Al fuoco, al fuoco! Ritrovarsi all’improvviso. Così guidando sulle strade della vita, sopra l’asfalto e dentro i monti, sotto gallerie infinite, giungendo in un parcheggio vasto e chiaro. Anime gemelle, uguali nella mistica sostanza. Piuttosto che nell’apparenza: perché l’una è rosso fuoco per l’amore, l’altra invece blu nel suo pallore, come il dì del cielo del cartello Michelin. Sarebbero furgoni queste cose variopinte, chiaramente, ma diverse. Dal normale, oltre che tra loro. Innanzi tutto perché l’uno è sopra, l’altro sotto. E volevano chiamarla una platonica amicizia, di due libellule senz’ali! C’è della passione, in questa scena statica ma di per se fulminea, variopinta, chiara come il sole e forte quanto il sale. E così il metallo che si piega e poi si allunga, senza colpi di martello, senza gesti umani di sostegno, assume i termini di una trasformazione. Tutt’altra storia, che il frutto di un incidente involontario, la comune situazione conduttiva ad una tale scena di lamiere stritolate o stritolanti… Quando le automobili, spinte innanzi dall’inerzia, si aggrovigliano senza desiderio, solo per l’effetto di un inetto capitano. Mentre qui probabilmente, la mano del guidatore neanche c’era. Solo il vento fresco della primavera.
Perché tutto sorge dalla fantasia, dai calcoli dell’energia! Si, di Chris Labrooy, grafico tridimensionale scozzese di Aberdeen, su e su per l’isola del Regno Unito. Dove i sentieri vanno a perdersi nella brughiera, oltre quelle nebbie che ogni cosa occultano, rendono possibili scoperte; naturali, qualche volta (vecchi fossili, colonie di crostacei) oppure tecnologiche, impreviste (rivoluzione una seconda volta, per l’industria dei trasporti del domani?) E addirittura, in questo caso, frutto della via di mezzo tra le cose contrapposte, insettile tecnologia. L’attribuzione molto pratica, quasi inevitabile, di caratteristiche degli esseri viventi ai nostri oggetti del maggiore desiderio, beni al sole ed alla luce dei lampioni. Le automobili che sono, ed erano da sempre state, quasi come dei cavalli di metallo, posti al servizio della rigorosa, intransigente umanità.

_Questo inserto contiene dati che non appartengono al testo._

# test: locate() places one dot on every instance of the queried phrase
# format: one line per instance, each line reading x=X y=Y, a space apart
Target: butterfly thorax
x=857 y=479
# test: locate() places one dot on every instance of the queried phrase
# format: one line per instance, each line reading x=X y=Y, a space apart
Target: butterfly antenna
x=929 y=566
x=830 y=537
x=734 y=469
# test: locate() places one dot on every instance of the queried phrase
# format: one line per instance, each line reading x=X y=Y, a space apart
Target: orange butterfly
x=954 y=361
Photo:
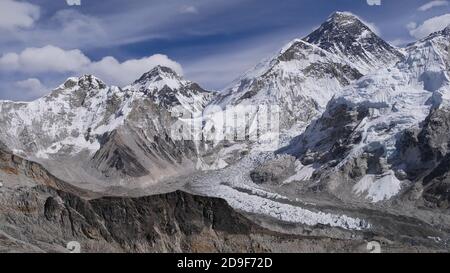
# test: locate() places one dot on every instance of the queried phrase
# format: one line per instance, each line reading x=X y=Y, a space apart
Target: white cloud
x=433 y=4
x=429 y=26
x=73 y=2
x=15 y=14
x=189 y=9
x=51 y=59
x=32 y=87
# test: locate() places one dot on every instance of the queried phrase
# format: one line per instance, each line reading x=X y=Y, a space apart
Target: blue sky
x=209 y=41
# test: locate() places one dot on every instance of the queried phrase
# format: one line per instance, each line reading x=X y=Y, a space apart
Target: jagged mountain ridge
x=378 y=133
x=345 y=35
x=308 y=72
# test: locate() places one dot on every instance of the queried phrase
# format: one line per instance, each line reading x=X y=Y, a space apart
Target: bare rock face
x=274 y=172
x=424 y=155
x=40 y=213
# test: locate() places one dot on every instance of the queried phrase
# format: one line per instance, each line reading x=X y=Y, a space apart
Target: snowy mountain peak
x=345 y=35
x=87 y=82
x=158 y=73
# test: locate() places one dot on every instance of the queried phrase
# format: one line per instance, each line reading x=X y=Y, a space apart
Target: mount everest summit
x=362 y=151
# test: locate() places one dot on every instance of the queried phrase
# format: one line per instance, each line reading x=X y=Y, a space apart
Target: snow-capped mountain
x=385 y=133
x=85 y=130
x=308 y=72
x=346 y=36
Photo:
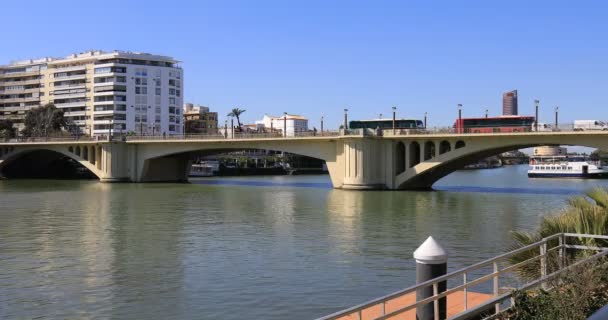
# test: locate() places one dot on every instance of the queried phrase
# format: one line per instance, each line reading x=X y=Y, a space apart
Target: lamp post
x=284 y=124
x=321 y=124
x=460 y=124
x=232 y=126
x=536 y=115
x=394 y=119
x=345 y=119
x=425 y=115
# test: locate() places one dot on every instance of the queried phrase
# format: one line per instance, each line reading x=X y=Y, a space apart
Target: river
x=245 y=247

Guarda tutti quei garage. E i palazzetti su livelli sovrapposti, dove splendide berline, lussuose fino dall’ago usato per cucire i lor sedili in pelle di giaguaro, giacciono per giorni, settimane. Accanto a motorini, poco più che biciclette borbottanti, senza un grammo di raffinatezza. Se davvero l’auto fosse come l’animale, o ancor più, davvero degna di quei nomi che talvolta si ritrova attribuita; Bravo, Brava, Tigra, Smart(ass)… Allora mai, starebbe lì obbediente, ad aspettare. Avrebbe i suoi club, segreti luoghi di ritrovo. Andrebbe al cinema, presso la biblioteca comunale. Per studiare la sua storia, guadagnarsi una coscienza e il senso vero dell’appartenenza di categoria. E tra le officine o le aree di sosta autostradali, sarebbe ancor Parigi – 1789, ghigliottine in marcia per il nuovo codice stradale.